Her departure after six weeks in office coincided with the reversal of virtually all of her signature tax cuts, a stark rejection of her leadership.

LONDON — Prime Minister Liz Truss announced her resignation on Thursday, just days after her new finance minister reversed almost all of her planned tax cuts, erasing a free-market fiscal agenda that promised a radical policy shift for Britain but instead plunged the nation into weeks of economic and political turmoil.

She made brief remarks outside Downing Street in which she stated, “I cannot fulfill the mandate on which I was elected.”

She stated that she had informed King Charles III of her resignation as leader of the Conservative Party and that she would continue to serve as leader and prime minister until a successor is selected within a week.

Her departure after only six weeks in office was a shockingly swift fall from power, and it has thrown her Conservative Party further into disarray, following Boris Johnson’s messy departure from Downing Street in the summer.

The announcement was made minutes after Ms. Truss held an impromptu meeting with Graham Brady, the head of the influential 1922 Committee, a group of Conservative lawmakers responsible for selecting the party leader.

Ms. Truss’ political viability was in jeopardy after her proposals for extensive unfunded tax cuts shook the markets and caused the pound to plummet in value. On Monday, her newly appointed chancellor of the Exchequer, Jeremy Hunt, announced that the government would undo the last remnants of Ms. Truss’s tax proposals.

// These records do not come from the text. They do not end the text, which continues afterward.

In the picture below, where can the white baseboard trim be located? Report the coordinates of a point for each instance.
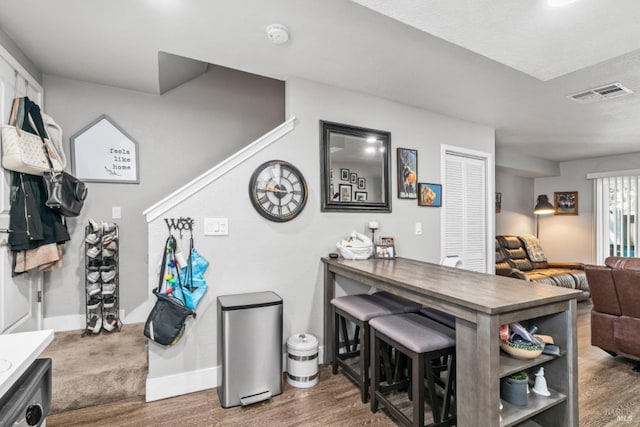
(183, 383)
(192, 381)
(65, 323)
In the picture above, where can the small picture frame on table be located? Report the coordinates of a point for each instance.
(385, 251)
(385, 247)
(345, 192)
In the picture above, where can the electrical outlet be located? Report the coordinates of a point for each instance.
(216, 226)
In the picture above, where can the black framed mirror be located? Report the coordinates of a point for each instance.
(355, 168)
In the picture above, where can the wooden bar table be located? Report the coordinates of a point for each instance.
(481, 303)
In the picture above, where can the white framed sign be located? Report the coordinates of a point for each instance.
(103, 152)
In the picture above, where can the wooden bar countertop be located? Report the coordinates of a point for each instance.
(486, 293)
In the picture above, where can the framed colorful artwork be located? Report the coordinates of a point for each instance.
(565, 202)
(430, 194)
(407, 173)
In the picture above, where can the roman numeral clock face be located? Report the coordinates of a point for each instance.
(278, 191)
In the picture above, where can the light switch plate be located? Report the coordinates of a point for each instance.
(216, 226)
(116, 212)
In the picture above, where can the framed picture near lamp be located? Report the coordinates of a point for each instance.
(565, 202)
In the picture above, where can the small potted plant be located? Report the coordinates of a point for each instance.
(515, 388)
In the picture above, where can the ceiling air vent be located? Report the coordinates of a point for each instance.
(613, 90)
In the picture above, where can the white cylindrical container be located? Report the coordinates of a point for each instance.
(302, 360)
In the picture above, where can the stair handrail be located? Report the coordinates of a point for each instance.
(197, 184)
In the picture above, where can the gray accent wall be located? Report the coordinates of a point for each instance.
(518, 200)
(260, 255)
(180, 135)
(568, 237)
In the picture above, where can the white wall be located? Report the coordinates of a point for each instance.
(14, 50)
(518, 200)
(180, 134)
(285, 257)
(570, 238)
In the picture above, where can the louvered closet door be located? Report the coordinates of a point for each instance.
(465, 218)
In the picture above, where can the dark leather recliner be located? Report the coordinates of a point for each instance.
(615, 316)
(512, 260)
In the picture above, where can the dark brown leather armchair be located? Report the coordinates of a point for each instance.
(615, 316)
(513, 260)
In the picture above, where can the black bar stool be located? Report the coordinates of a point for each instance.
(424, 342)
(359, 309)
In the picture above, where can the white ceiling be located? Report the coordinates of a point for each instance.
(339, 42)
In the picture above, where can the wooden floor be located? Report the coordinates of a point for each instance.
(609, 396)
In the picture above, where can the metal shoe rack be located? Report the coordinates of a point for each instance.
(102, 288)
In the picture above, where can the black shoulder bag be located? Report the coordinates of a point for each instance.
(166, 322)
(65, 192)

This announcement represented one of the most dramatic reversals in contemporary British politics and a humiliating rejection of Ms. Truss’s leadership. In recent weeks, support for her Conservative Party had plummeted in opinion polls, and discontent among its legislators had intensified, threatening her ability to remain in office.

Mr. Hunt also stated that the government would end its massive intervention to cap energy prices in April, replacing it with an undefined program that would promote energy efficiency but could increase uncertainty for households facing rising gas and electricity costs.

On Wednesday, opposition lawmakers jeered Ms. Truss while she answered questions in Parliament, and hours later, she was forced to dismiss one of her most senior cabinet ministers, the home secretary, Suella Braverman, for a security breach.

Ms. Braverman admitted to having technically violated security regulations by sending a government document to a member of Parliament via her personal email. In her resignation letter to Ms. Truss, she expressed “concerns about the direction of this government,” accusing it of breaking promises to voters and failing to curb immigration in particular.

On Wednesday, a vote on whether to ban hydraulic fracking erupted into a near brawl, with accusations that ministers roughed up Conservative lawmakers and threatened them with retribution if they did not vote in favor of Ms. Truss.